MASERU – THE Sam Matekane government is getting ready to get rid of Principal Secretaries appointed by the previous administration.

First to be axed is Nonkululeko Zaly who Matekane fired as a PS for the Ministry of Trade on January 11.

Zaly, who is challenging the decision, suffered a blow yesterday when the High Court refused to hear her case on an urgent basis.

Her case will now have to join the long queue of hundreds of others pending in the High Court.

Lefu Manyokole has been replaced as the PS of the local government ministry.

The axe is also likely to fall on government secretary, Lerotholi Pheko, and Foreign Affairs principal secretary Thabo Motoko.

The four have been the subject of a graft investigation by the Directorate on Corruption and Economic Offences (DCEO).

Their homes and offices have been raided and properties seized as the anti-corruption unit investigates allegations that they received millions in bribes from contractors. The four are likely to be the first to be shown the door.

Indications are however that Matekane could be readying to purge the government of principal secretaries inherited from the previous government. Matekane hints at that impending clean up in his dismissal letter to Zaly.

“You will agree with me that as a Principal Secretary, yours was a political appointment,” Matekane said in the letter that Zaly claimed not to have received in her court papers.

“It follows therefore that the working relationship between yourself and the person appointing you, the Prime Minister in this case, is mainly based on utmost trust and confidence.”

“The trust and confidence components become even more important under the obtaining circumstances where the new government, of which I am the head, has just been installed.”

Matekane told Zaly that his government came with new ideas and policies at the top of which is to fight corruption.

He said he was aware that the DCEO had seized certain documents in Zaly’s possession “evidencing a commission of crime and that you failed to give a satisfactory explanation for your possession of those documents”.

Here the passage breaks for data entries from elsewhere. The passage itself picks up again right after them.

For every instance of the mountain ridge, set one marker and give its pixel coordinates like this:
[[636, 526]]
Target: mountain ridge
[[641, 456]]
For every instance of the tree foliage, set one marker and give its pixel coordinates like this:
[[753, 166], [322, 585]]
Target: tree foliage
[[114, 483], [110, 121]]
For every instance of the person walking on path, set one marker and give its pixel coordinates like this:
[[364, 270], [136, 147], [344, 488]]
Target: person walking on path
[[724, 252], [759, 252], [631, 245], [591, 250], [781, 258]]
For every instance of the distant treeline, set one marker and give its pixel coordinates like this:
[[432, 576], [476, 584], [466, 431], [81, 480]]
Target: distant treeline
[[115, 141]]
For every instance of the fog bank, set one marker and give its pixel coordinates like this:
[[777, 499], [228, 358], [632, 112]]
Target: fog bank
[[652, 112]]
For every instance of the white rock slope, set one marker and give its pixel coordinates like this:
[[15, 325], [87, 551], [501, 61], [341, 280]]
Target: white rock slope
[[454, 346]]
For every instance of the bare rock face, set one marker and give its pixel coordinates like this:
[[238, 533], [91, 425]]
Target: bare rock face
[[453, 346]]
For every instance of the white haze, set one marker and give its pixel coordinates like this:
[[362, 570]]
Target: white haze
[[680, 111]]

“This has eroded all the trust and confidence I had in you as the Principal Secretary and there is no way I can continue with you at the helm of any government ministry,” Matekane said.

Highly placed sources in the government have told thepost that Zaly’s exit is just the beginning of a shake-up that will continue for the next three months as Matekane seeks to bring in new people he trusts and share his vision with.

Meanwhile, Moahloli Mphaka, the government’s special adviser in the Lesotho Highlands Water Commission this week told the High Court that there is a plan to fire him and two other senior officials.

Mphaka made the allegations in an urgent application to force the commission to pay his salary and that of Thabang Thite, and Bahlakoana Manyanye who are also part of the lawsuit. Thite and Manyanye are assistant advisers in the commission.

Mphaka told the court in an affidavit that on December 22 last year, the Natural Resources Minister Mohlomi Moleko told them that his superiors had instructed him to terminate their contracts.

The reason, Mphaka said, is the fact that they are the All Basotho Convention (ABC) members hired by former Prime Minister Thomas Thabane. He said the government’s delay to pay their December salary was meant to frustrate them into resigning.